4. The battery system of claim 3, wherein the first power connector port and the second power connector port each have a keyhole shape with a notched portion, and wherein the notched portion of the first connector port and the notched portion of the second connector port have different orientations.

5. The battery system of claim 4, wherein the notched portion of the first power connector port and the notched portion of the second power connector port face inward when the first and second battery cartridges are mounted in the first and second battery compartments, respectively.

6. The battery system of claim 5, wherein the first and second battery compartments are part of a rolling chassis of the electric vehicle and are located adjacent a cockpit of the electric vehicle, the first and second battery compartments each further comprising an access port in communication with the cockpit and providing access for a human hand to one of the respective first and second connector ends and one of the respective first and second connector ports when the first and second battery compartments are mounted within the first and second battery compartments.

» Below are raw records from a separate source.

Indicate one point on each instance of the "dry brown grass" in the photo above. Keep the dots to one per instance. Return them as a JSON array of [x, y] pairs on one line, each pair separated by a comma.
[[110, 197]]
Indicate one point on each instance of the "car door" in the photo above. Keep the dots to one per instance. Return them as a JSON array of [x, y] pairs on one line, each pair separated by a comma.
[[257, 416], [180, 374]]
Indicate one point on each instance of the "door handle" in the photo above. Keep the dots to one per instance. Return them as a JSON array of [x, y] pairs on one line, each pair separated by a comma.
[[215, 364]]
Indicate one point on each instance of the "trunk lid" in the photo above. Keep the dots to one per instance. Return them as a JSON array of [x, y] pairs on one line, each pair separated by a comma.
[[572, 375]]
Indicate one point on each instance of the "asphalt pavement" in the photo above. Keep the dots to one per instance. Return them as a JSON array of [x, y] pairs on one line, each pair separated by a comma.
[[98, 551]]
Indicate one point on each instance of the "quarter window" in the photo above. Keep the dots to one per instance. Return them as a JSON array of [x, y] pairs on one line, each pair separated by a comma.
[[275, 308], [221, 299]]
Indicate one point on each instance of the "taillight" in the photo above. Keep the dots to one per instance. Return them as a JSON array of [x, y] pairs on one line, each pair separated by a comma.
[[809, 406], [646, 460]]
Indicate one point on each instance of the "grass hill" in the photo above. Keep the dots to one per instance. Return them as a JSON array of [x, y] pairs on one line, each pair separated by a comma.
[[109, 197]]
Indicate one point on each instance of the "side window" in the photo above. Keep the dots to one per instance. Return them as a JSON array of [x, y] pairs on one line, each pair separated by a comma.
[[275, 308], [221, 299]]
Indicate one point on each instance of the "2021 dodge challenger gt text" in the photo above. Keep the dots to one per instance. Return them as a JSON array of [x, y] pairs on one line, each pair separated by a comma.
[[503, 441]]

7. The battery system of any of claims 1-6, wherein at least one of the first and second battery cartridges further comprises a locating pin extending from a front end of the battery cartridge, and a front end of the respective battery compartment comprises a locating hole for receiving the locating pin and locating the battery cartridge such that the power connector port can be connected to the connector end in the battery compartment.

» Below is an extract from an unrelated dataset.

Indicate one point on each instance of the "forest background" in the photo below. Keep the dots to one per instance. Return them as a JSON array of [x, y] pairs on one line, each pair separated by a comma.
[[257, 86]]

8. The battery system of claim 7, wherein at least one of the first and second battery cartridges further comprises a mounting bracket extending from a rear end of the battery cartridge, and the mounting bracket is aligned with at least one fixing bolt when the battery cartridge is positioned such that the locating pin is in the locating hole, such that the battery cartridge can be fixed to the battery compartment only by the at least one fixing bolt.

9. The battery system of any of claims 1-8, wherein the first battery cartridge and the second battery cartridge each further comprise a plurality of battery modules electrically connected in series in sequence, and wherein a last battery module in the first battery cartridge is electrically coupled to a front power connector port of the first battery cartridge, and wherein a first battery module in the second battery cartridge is electrically coupled to a front power connector port of the second battery cartridge.

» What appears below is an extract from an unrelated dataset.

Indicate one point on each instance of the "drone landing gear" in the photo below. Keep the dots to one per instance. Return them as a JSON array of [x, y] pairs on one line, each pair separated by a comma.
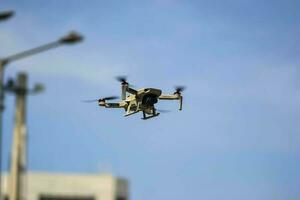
[[155, 114]]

10. The battery system of claim 9, wherein the first battery compartment and the second battery compartment each further comprise: a communication bus comprising an external communication port for communicatively coupling to a battery management system; and a plurality of pin connectors communicatively coupled to sensors within the battery compartment.

11. The battery system of claim 10, wherein the communication bus in each of the first and second battery cartridges is communicatively coupled to at least one voltmeter or at least one thermistor within the first and second battery cartridges.